The EPA strengthened the NAAQS in 2008, but it wasn’t until 2012 that the EPA designated nonattainment status to the areas that were out of compliance with 2008 standards. In 2016, the EPA issued guidance to control oil and gas emissions and gave noncompliant states two years to submit their proposals to reduce emissions and fall into compliance. In many cases, states met their 2018 and 2019 deadlines, though some didn’t. 

The EPA made decisions on many states’ proposals, but failed to approve or disapprove California’s proposals by June 11, 2020, and Illinois’ proposal for Chicago by July 10, 2020. 

“It has been more than 12 months since these submittals were found administratively complete by EPA or deemed administratively complete by operation of law. Yet, EPA has not taken final action approving or disapproving, in full or part, these submittals,” the lawsuit states. “Therefore, EPA is in violation of its mandatory duty to take final action to approve or disapprove, in full or part, the submittals.”

The public doesn’t know what the proposals consist of until the EPA makes a decision, Bruner said.
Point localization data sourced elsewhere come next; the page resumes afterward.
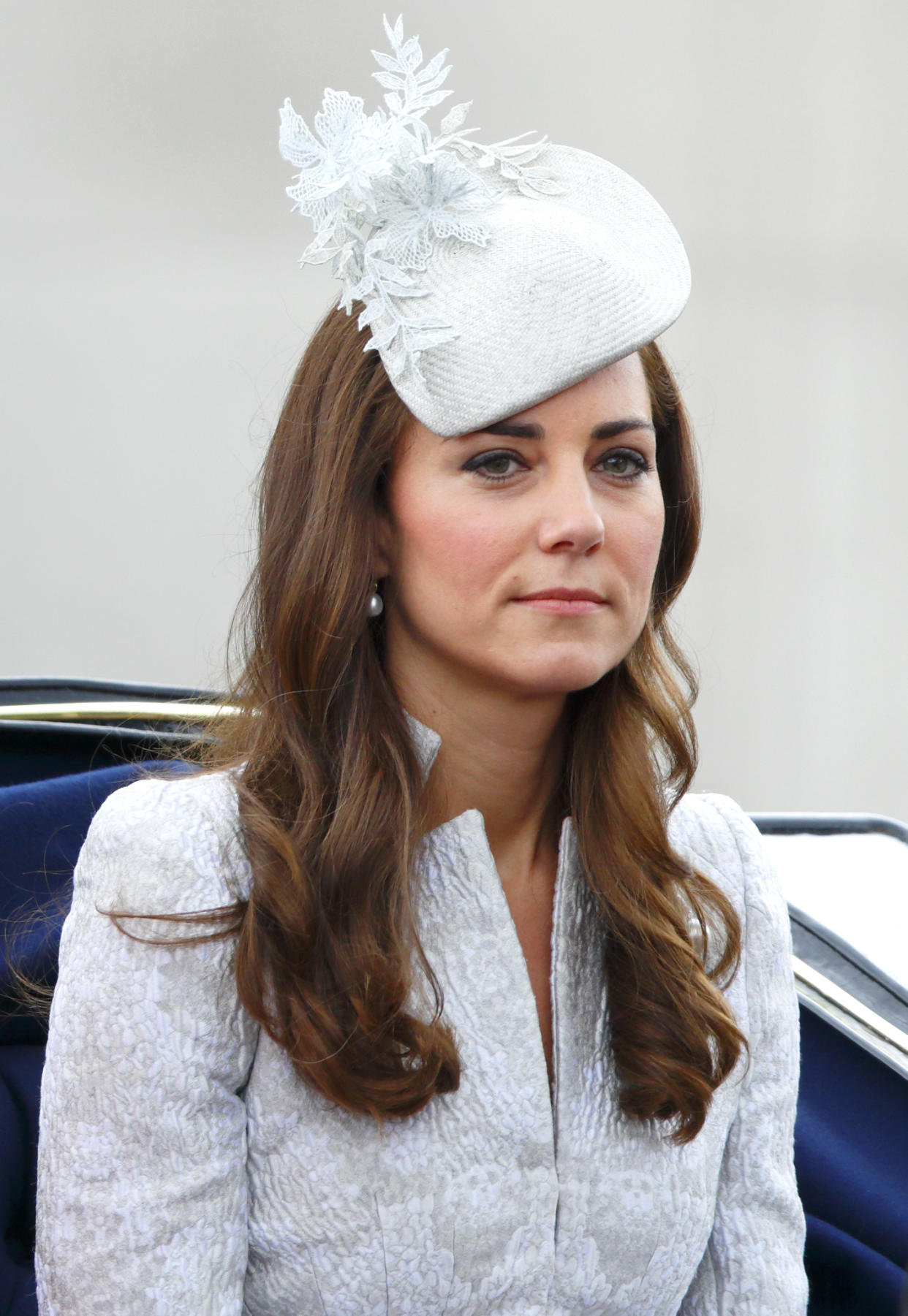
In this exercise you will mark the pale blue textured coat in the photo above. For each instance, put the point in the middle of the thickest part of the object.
(184, 1170)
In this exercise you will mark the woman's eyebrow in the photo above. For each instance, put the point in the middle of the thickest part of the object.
(608, 430)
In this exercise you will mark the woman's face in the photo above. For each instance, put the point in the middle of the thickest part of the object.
(521, 557)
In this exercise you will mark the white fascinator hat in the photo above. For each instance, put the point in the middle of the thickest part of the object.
(490, 277)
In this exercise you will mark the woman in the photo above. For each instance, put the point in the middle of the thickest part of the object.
(436, 992)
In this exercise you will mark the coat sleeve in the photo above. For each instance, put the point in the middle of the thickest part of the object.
(143, 1133)
(753, 1265)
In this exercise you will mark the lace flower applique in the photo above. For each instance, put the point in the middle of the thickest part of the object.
(382, 192)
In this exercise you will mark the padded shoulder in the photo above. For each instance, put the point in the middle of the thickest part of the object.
(166, 845)
(715, 833)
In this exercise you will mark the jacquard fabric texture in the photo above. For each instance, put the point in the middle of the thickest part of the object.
(184, 1168)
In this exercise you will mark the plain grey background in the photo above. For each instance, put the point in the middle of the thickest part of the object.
(154, 312)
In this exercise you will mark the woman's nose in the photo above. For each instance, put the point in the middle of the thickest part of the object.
(569, 517)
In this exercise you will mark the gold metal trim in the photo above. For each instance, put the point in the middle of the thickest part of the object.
(852, 1012)
(120, 710)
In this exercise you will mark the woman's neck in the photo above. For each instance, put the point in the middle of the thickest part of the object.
(503, 758)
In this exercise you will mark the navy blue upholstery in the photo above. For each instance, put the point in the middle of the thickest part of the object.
(850, 1141)
(852, 1158)
(42, 826)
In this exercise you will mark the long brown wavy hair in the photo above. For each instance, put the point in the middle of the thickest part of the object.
(332, 802)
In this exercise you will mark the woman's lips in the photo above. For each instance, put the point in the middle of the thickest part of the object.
(566, 603)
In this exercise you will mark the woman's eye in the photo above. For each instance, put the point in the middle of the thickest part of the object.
(624, 463)
(493, 466)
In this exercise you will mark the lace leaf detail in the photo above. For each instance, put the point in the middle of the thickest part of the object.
(382, 192)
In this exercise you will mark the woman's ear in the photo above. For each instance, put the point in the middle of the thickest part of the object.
(383, 552)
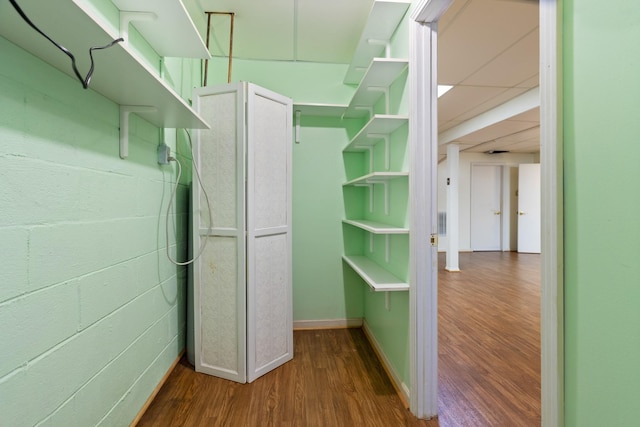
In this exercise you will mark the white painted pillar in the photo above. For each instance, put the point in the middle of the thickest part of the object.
(453, 224)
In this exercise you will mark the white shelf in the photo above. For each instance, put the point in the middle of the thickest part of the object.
(377, 177)
(371, 133)
(376, 227)
(171, 31)
(379, 76)
(118, 75)
(379, 279)
(320, 110)
(384, 18)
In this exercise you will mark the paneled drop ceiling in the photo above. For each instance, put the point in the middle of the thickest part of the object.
(488, 50)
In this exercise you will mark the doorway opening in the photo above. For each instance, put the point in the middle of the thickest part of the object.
(424, 59)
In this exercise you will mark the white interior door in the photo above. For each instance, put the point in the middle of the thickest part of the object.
(270, 314)
(486, 207)
(529, 208)
(219, 290)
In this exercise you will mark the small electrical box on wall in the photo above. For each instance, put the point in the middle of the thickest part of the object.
(164, 152)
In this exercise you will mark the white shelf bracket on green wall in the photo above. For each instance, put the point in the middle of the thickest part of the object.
(297, 138)
(387, 251)
(370, 185)
(126, 17)
(384, 137)
(386, 194)
(385, 92)
(125, 111)
(385, 43)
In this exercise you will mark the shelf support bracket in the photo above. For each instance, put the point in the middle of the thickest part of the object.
(370, 185)
(386, 195)
(387, 245)
(125, 110)
(385, 43)
(126, 17)
(385, 92)
(367, 109)
(384, 137)
(370, 150)
(298, 114)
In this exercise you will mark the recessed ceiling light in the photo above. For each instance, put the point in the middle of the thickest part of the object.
(442, 89)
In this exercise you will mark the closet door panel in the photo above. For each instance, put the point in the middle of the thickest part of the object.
(220, 331)
(220, 273)
(269, 139)
(272, 327)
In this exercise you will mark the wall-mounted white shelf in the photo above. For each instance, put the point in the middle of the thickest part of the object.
(118, 75)
(375, 83)
(383, 20)
(166, 25)
(376, 227)
(376, 178)
(373, 132)
(319, 110)
(379, 279)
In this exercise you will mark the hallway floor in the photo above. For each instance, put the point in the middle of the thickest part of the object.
(489, 365)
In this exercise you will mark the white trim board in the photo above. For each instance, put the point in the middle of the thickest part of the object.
(399, 385)
(302, 325)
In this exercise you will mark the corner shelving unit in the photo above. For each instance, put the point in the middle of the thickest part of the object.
(119, 74)
(379, 279)
(383, 20)
(374, 77)
(375, 83)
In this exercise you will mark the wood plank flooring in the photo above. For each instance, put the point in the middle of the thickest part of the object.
(489, 340)
(489, 360)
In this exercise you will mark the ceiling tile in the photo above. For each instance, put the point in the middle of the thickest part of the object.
(495, 131)
(481, 31)
(458, 100)
(329, 30)
(262, 30)
(516, 64)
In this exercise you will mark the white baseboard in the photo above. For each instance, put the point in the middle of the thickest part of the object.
(399, 385)
(327, 324)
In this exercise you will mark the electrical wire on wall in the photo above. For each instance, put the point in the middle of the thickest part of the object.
(84, 80)
(203, 244)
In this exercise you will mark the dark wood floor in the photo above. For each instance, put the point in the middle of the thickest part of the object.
(489, 359)
(489, 341)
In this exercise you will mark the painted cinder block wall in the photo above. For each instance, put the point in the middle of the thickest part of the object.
(601, 100)
(92, 314)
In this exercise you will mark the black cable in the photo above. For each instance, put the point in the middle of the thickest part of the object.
(85, 81)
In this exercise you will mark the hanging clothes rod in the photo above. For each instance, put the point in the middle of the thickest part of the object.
(232, 16)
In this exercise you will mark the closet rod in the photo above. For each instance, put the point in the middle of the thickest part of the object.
(232, 16)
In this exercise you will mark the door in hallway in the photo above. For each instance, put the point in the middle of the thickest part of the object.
(529, 208)
(486, 207)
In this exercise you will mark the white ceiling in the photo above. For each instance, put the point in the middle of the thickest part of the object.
(488, 49)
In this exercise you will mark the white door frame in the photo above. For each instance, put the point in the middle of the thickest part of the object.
(423, 141)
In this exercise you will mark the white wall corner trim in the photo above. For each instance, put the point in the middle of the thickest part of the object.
(551, 160)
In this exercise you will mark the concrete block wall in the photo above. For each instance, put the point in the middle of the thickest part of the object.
(91, 310)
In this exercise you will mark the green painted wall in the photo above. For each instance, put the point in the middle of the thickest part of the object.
(323, 286)
(602, 201)
(92, 314)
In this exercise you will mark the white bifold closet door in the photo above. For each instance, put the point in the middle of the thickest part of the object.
(242, 316)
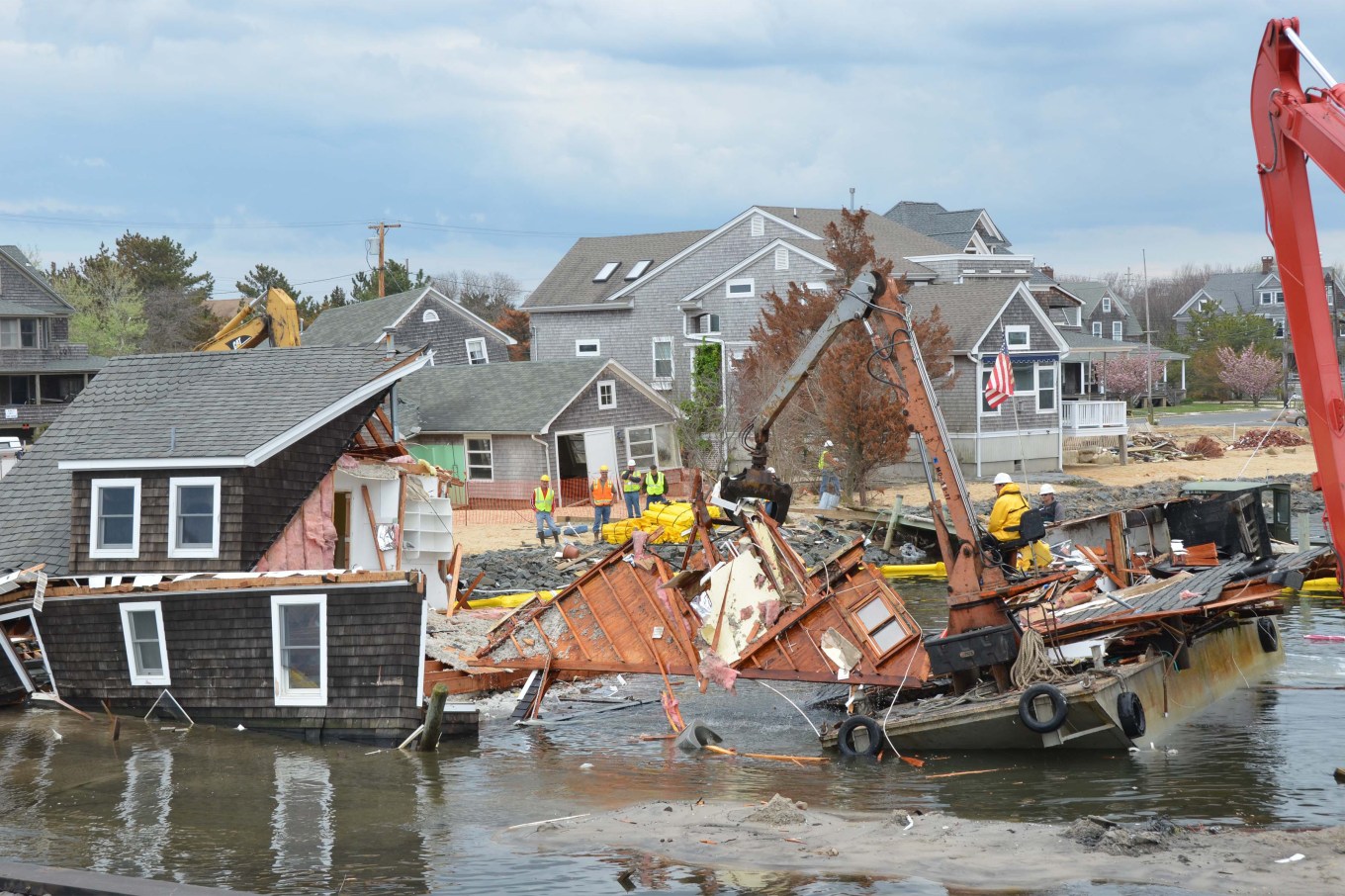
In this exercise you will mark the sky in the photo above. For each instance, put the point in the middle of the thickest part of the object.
(496, 134)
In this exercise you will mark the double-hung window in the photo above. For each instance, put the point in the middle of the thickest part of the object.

Only after a decision is made does the proposal go out for notice and public comment. 

In 2016, the EPA said that the plans must be implemented by Jan. 21, 2021, and estimated that if every state implemented its recommendations, smog would be reduced by about 80,000 tons per year. 

Smog causes asthma attacks and aggravates respiratory disease, disproportionately affecting children, old adults, families with lower income and minorities. Each year that smog violates the national standards, 390,000 more asthma attacks occur in children nationwide — and 160,000 in California alone. 

When reached for comment, an EPA spokesperson cited its policy to not comment on pending litigation.